A Dutch astronomy organisation is working with IBM to build an exascale computer system that will form the backbone of the largest and most sensitive radio telescope.
This exascale system will be designed for low-power usage and plug into the international Square Kilometre Array (SKA). It will be so sensitive that it will not be able to look upon Justin Bieber without bursting into tears, which means he will have to be stored in an airless box at the bottom of the ocean while the machine is swtiched on. We can but hope.
The telescope will have millions of antennas and have a collection area of about one square kilometer – and will be also be able to scan the width of the continental United States if it ever wanted to.
The five year project will cost $43.9 million and is funded by the Province of Drenthe, the Netherlands, and the Ministry of Economic Affairs, Agriculture and Innovation (EL&I).
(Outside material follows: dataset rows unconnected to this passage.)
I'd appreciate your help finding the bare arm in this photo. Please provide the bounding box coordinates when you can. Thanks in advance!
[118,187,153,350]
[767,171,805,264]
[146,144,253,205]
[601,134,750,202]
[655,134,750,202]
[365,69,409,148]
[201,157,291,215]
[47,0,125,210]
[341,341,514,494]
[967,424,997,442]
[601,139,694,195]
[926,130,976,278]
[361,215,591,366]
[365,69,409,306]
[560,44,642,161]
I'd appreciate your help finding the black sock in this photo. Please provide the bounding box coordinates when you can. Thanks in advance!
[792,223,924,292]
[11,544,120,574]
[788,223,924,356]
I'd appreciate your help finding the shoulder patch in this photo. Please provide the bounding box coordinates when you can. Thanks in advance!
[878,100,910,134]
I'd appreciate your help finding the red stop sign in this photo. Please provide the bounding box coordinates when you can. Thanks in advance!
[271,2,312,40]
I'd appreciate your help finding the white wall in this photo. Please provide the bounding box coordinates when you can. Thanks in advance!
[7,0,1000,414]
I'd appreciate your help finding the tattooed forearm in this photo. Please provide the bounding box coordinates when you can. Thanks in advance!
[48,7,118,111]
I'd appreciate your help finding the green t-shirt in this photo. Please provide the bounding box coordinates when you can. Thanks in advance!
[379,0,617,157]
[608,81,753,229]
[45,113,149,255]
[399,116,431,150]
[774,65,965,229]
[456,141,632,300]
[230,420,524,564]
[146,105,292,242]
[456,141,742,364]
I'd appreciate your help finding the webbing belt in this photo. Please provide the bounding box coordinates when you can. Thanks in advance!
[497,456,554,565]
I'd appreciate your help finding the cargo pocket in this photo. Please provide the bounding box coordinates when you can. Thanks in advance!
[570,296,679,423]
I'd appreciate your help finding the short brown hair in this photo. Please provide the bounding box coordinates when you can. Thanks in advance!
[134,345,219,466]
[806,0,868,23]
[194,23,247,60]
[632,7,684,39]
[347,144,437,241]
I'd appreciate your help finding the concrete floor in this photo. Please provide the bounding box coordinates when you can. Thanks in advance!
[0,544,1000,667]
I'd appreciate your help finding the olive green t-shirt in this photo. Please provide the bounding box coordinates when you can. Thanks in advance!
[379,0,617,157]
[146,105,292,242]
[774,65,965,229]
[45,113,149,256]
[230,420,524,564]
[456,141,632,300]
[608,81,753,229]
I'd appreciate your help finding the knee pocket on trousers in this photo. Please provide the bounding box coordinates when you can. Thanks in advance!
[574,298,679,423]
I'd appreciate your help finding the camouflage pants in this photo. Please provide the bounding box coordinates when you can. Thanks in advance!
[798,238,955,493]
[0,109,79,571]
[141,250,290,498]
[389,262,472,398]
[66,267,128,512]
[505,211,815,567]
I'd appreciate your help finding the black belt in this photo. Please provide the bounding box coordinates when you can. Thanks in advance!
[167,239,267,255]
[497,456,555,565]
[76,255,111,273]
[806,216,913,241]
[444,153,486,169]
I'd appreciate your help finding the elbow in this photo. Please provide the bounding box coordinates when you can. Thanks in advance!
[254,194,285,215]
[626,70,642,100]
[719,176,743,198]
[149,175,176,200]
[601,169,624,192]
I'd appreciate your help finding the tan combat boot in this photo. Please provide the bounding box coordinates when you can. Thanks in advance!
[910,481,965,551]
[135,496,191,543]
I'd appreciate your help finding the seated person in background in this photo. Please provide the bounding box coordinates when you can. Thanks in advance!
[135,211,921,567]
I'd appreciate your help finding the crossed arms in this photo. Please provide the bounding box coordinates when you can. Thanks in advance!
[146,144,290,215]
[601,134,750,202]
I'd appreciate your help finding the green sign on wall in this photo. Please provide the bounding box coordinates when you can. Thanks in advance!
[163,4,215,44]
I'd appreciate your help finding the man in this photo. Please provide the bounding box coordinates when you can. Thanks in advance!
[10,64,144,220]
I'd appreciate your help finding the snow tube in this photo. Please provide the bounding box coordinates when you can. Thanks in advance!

The project will see the pair build the Astron & IBM Center for Exascale Technology. The telescope, which should be switched on in 2024, will need some serious processing power and fast data transfer. But it should be able to spot new galaxies, dark matter, and look back in time close to 13 billion years.
The array will have a daily data stream equivalent to twice the world’s internet traffic each day which will mean a few exabytes a day for a single beam per one square kilometer.
Astron and IBM will need to find key signals in that mass of information.
Apparently, IBM will use its new 3D stacked chips and other technologies to do the number crunching.
It is not clear where the array will be built yet. Australia, New Zealand and South Africa are the leading options to install the millions of antennas required.